Take SourOrangeIndigo, maybe my favourite individual song on the album; it starts off with a plaintive guitar riff, not dissimilar to something you might hear in the early years of Fleetwood Mac, when they were still a blues band led by Peter Green. Then, they lay on a modern beat, some falsetto vocals, and with that, the song slowly undergoes a metamorphosis, into a funkier number, except you barely notice it while it is happening, and yet by the end, you have an irresistible bass line and some crisp funky guitar, and you’re halfway to a Prince song. That then contrasts sharply with master stone runs the voodoo down, which starts with harsh electronic noise and continues in a chaotic, rambunctious manner, yet with the kind of methodical and calculated guitar solo that one might hear from Pink Floyd’s David Gilmour. This clearly reflects an experimental edge that the two Polish DJs clearly have a taste for. The album is near indescribable as a whole. Individual songs can be described, and I hope that juxtaposition of those songs gives a sense of what the album is about, but as a whole, it can only be described under the generic label of experimental electronica.

In fact, the more I listened to the album in preparation for this review, the less I enjoyed listening to individual songs in isolation, and the more I enjoyed it only when listening to it as a whole piece.
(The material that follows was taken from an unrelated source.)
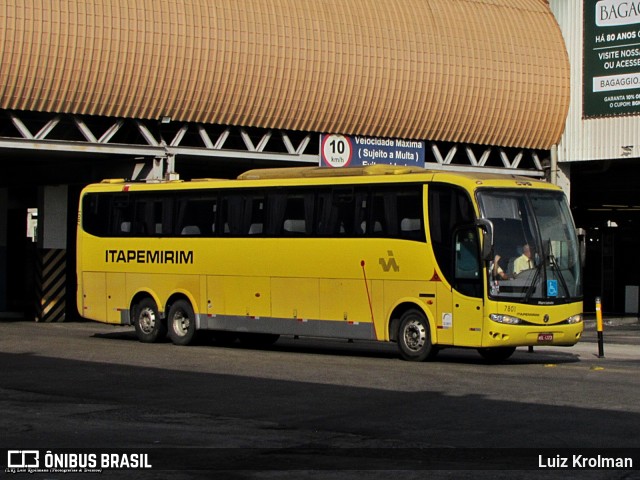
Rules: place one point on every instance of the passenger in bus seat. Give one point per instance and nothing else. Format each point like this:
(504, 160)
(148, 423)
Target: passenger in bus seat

It seems designed that way. The first song, Harmony, just starts, - it lacks an introduction or build up, it simply throws you into the album as if you’ve pressed play on a song halfway through, which is not dissimilar to what Venus In Furs does for The Velvet Underground & Nico. For that song, the intention was to make one feel like one had just walked into a seedy S&M joint, in Harmony, the intention is less clear, though I feel it is fair to assume that it is intended to throw one off one’s guard, which is definitely something that can be said for most of the album. The album has twists and turns, and leads you on and surprises you as it does so. While that level of experimentalism might leave one missing a few banging tunes to get stuck in your head, it nonetheless marks beluga stone as an act to watch out for.